As a Third Officer, Chin already experienced waves of struggles and success. Amidst the pandemic, she was among the hundreds of thousands of seafarers who got stuck at sea and could only hope for the best for her family's health. As a breadwinner, she had to fend off all potential hazards for her mental health and trudge on until all is well. "My family has been my source of strength and motivation and I love what I do for them."

Chin pushes boundaries. She sees herself as a strong-willed person who does just about anything she sets her mind on. "I am a woman with concrete goals. I am a go-getter and nothing has ever stopped me from reaching my goals in life. Kidding aside, I have been through a lot and I have remained tough and resilient."

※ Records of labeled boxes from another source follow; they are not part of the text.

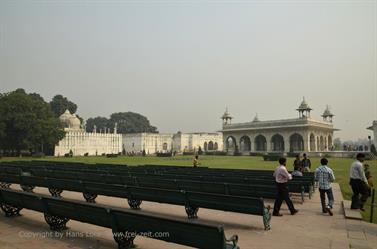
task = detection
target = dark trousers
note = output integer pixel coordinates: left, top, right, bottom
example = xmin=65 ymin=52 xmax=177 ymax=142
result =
xmin=274 ymin=183 xmax=295 ymax=214
xmin=350 ymin=178 xmax=369 ymax=209
xmin=319 ymin=188 xmax=334 ymax=212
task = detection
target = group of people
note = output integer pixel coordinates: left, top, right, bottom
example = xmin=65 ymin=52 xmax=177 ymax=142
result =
xmin=292 ymin=153 xmax=312 ymax=176
xmin=272 ymin=153 xmax=373 ymax=216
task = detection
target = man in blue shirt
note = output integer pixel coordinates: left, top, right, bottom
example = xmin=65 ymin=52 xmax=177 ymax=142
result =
xmin=314 ymin=158 xmax=335 ymax=216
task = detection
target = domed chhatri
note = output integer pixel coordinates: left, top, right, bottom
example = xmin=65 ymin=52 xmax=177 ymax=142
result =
xmin=296 ymin=97 xmax=313 ymax=118
xmin=221 ymin=107 xmax=233 ymax=125
xmin=322 ymin=105 xmax=335 ymax=123
xmin=59 ymin=109 xmax=81 ymax=130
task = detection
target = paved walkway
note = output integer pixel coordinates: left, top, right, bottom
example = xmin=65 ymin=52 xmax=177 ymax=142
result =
xmin=0 ymin=184 xmax=377 ymax=249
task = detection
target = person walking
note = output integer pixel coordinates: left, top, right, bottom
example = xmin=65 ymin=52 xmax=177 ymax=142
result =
xmin=314 ymin=158 xmax=335 ymax=216
xmin=272 ymin=157 xmax=298 ymax=216
xmin=301 ymin=153 xmax=312 ymax=172
xmin=293 ymin=154 xmax=302 ymax=172
xmin=192 ymin=155 xmax=199 ymax=168
xmin=364 ymin=163 xmax=373 ymax=196
xmin=349 ymin=153 xmax=369 ymax=211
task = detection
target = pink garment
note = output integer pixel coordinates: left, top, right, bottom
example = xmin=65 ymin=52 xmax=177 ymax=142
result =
xmin=273 ymin=165 xmax=292 ymax=183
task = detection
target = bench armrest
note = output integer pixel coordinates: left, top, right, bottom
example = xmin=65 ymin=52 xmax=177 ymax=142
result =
xmin=225 ymin=234 xmax=239 ymax=249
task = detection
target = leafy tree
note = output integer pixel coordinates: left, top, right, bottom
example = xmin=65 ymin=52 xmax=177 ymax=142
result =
xmin=86 ymin=117 xmax=110 ymax=132
xmin=0 ymin=89 xmax=64 ymax=154
xmin=370 ymin=144 xmax=377 ymax=156
xmin=50 ymin=94 xmax=77 ymax=117
xmin=110 ymin=112 xmax=158 ymax=133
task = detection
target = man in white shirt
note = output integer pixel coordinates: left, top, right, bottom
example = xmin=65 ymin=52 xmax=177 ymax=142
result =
xmin=350 ymin=153 xmax=368 ymax=211
xmin=272 ymin=158 xmax=298 ymax=216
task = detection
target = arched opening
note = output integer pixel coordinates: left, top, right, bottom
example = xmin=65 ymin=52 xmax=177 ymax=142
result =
xmin=240 ymin=136 xmax=251 ymax=152
xmin=310 ymin=133 xmax=316 ymax=151
xmin=213 ymin=142 xmax=219 ymax=150
xmin=319 ymin=136 xmax=325 ymax=151
xmin=208 ymin=141 xmax=213 ymax=150
xmin=289 ymin=133 xmax=304 ymax=152
xmin=327 ymin=135 xmax=333 ymax=150
xmin=271 ymin=134 xmax=284 ymax=151
xmin=254 ymin=135 xmax=267 ymax=151
xmin=225 ymin=136 xmax=236 ymax=152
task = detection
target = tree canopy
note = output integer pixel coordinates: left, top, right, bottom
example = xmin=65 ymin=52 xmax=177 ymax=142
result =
xmin=50 ymin=94 xmax=77 ymax=117
xmin=86 ymin=112 xmax=158 ymax=133
xmin=0 ymin=89 xmax=64 ymax=154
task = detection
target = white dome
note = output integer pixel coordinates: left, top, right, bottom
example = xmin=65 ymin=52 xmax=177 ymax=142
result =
xmin=59 ymin=110 xmax=81 ymax=129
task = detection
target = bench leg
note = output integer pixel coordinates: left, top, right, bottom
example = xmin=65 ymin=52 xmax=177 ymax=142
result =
xmin=44 ymin=213 xmax=69 ymax=231
xmin=82 ymin=192 xmax=97 ymax=203
xmin=185 ymin=205 xmax=199 ymax=219
xmin=113 ymin=232 xmax=136 ymax=249
xmin=48 ymin=188 xmax=63 ymax=197
xmin=263 ymin=205 xmax=272 ymax=230
xmin=128 ymin=199 xmax=142 ymax=209
xmin=20 ymin=184 xmax=35 ymax=193
xmin=0 ymin=204 xmax=22 ymax=217
xmin=0 ymin=182 xmax=10 ymax=188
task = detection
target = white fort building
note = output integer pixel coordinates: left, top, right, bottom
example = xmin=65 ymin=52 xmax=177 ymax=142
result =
xmin=221 ymin=99 xmax=337 ymax=154
xmin=123 ymin=132 xmax=223 ymax=154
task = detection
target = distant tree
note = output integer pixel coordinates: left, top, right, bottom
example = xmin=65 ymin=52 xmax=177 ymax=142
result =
xmin=86 ymin=117 xmax=110 ymax=132
xmin=50 ymin=94 xmax=77 ymax=117
xmin=109 ymin=112 xmax=158 ymax=133
xmin=0 ymin=89 xmax=65 ymax=154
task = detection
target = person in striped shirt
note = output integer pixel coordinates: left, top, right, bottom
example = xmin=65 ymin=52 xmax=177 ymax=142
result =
xmin=314 ymin=158 xmax=335 ymax=216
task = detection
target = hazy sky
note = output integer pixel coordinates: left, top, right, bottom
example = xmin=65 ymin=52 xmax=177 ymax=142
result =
xmin=0 ymin=0 xmax=377 ymax=139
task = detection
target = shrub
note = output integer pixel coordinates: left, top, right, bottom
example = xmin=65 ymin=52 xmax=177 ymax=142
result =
xmin=205 ymin=151 xmax=227 ymax=156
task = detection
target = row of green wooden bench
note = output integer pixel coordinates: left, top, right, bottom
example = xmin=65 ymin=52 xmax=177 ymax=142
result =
xmin=0 ymin=166 xmax=313 ymax=197
xmin=0 ymin=175 xmax=271 ymax=229
xmin=0 ymin=189 xmax=239 ymax=249
xmin=0 ymin=169 xmax=311 ymax=202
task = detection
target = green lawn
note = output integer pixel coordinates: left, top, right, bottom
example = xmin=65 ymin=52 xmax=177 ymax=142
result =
xmin=0 ymin=156 xmax=377 ymax=223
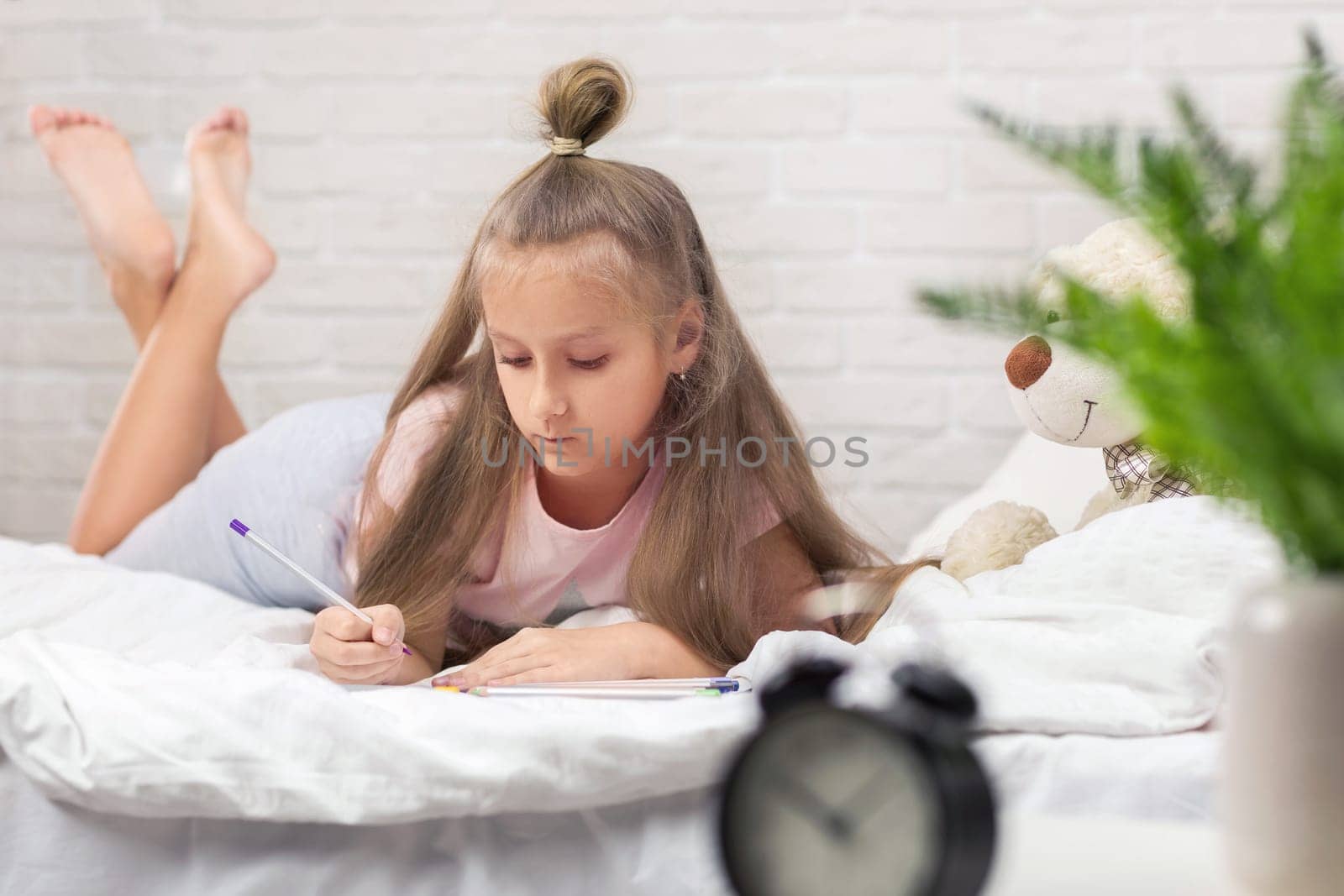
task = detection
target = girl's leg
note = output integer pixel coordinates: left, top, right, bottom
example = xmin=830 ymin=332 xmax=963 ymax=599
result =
xmin=29 ymin=106 xmax=247 ymax=467
xmin=62 ymin=109 xmax=276 ymax=553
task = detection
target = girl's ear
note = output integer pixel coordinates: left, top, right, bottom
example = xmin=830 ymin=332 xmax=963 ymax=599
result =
xmin=668 ymin=298 xmax=704 ymax=374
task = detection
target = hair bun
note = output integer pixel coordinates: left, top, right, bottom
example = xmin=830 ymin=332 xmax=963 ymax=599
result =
xmin=536 ymin=56 xmax=633 ymax=155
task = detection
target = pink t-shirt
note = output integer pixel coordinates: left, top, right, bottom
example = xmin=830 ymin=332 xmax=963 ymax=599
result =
xmin=341 ymin=385 xmax=781 ymax=644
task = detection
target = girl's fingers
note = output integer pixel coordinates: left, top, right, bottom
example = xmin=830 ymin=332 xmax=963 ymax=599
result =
xmin=486 ymin=666 xmax=569 ymax=685
xmin=462 ymin=654 xmax=549 ymax=684
xmin=311 ymin=634 xmax=403 ymax=666
xmin=459 ymin=638 xmax=531 ymax=674
xmin=313 ymin=607 xmax=372 ymax=641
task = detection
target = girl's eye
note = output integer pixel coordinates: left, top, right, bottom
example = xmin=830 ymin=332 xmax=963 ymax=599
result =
xmin=571 ymin=354 xmax=606 ymax=371
xmin=497 ymin=354 xmax=607 ymax=371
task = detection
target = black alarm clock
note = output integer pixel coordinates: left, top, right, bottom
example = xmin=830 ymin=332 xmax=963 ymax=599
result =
xmin=719 ymin=659 xmax=996 ymax=896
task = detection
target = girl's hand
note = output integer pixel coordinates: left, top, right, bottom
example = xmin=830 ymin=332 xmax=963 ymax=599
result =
xmin=434 ymin=622 xmax=648 ymax=688
xmin=307 ymin=603 xmax=407 ymax=684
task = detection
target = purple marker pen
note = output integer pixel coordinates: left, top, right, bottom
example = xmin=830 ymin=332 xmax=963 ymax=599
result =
xmin=228 ymin=520 xmax=415 ymax=657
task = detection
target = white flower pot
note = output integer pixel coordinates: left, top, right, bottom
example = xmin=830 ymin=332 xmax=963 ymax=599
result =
xmin=1221 ymin=575 xmax=1344 ymax=896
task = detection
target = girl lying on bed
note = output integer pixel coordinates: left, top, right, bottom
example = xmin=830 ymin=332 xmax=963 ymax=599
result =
xmin=39 ymin=59 xmax=929 ymax=685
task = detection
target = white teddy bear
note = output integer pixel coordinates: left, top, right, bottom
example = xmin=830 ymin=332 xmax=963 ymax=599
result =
xmin=942 ymin=217 xmax=1194 ymax=579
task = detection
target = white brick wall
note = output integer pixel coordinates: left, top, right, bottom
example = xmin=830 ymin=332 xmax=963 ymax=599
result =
xmin=0 ymin=0 xmax=1344 ymax=549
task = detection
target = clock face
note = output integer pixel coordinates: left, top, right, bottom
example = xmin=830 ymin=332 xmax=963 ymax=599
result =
xmin=723 ymin=704 xmax=942 ymax=896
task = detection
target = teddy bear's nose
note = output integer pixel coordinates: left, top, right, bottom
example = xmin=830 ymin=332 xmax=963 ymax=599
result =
xmin=1004 ymin=336 xmax=1050 ymax=388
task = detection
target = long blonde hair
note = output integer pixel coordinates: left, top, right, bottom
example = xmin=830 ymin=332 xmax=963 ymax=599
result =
xmin=352 ymin=58 xmax=936 ymax=666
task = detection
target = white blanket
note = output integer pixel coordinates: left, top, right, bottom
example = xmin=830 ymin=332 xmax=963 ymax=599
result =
xmin=0 ymin=498 xmax=1282 ymax=824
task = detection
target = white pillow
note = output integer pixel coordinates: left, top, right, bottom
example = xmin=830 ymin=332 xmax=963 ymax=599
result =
xmin=900 ymin=432 xmax=1109 ymax=562
xmin=103 ymin=392 xmax=392 ymax=610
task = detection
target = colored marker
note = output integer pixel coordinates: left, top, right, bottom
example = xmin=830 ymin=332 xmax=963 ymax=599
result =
xmin=468 ymin=685 xmax=723 ymax=700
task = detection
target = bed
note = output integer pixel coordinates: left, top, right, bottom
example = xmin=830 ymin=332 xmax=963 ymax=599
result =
xmin=0 ymin=437 xmax=1282 ymax=893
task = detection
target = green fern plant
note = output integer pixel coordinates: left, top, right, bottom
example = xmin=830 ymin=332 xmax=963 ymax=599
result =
xmin=919 ymin=31 xmax=1344 ymax=572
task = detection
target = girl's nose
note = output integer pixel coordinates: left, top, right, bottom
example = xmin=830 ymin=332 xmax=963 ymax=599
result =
xmin=528 ymin=375 xmax=569 ymax=421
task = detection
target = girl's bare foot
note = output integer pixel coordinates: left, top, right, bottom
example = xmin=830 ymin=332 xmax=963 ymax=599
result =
xmin=29 ymin=106 xmax=176 ymax=327
xmin=183 ymin=106 xmax=276 ymax=313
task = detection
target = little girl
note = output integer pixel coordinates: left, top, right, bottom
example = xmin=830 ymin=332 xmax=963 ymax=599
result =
xmin=39 ymin=58 xmax=930 ymax=686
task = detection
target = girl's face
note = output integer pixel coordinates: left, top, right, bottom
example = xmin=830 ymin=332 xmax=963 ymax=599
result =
xmin=481 ymin=265 xmax=699 ymax=477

Indeed, the lady officer known to her friends as KC, launched her own YouTube Channel, KC Seafarer TV, in December 2020 to document her adventures in the high seas and the maritime sector. She used the social platform to inspire aspiring seafarers and underline their relevance. "You will never know many young minds you will touch and motivate by sharing your stories," she said.

"I want to use my voice and this platform to strengthen the workforce of Filipina seafarers in the Philippine maritime industry. It is high time that society accepts that being female is not a weak gender. We may have different strengths, but our differences do not diminish our merits," she concluded.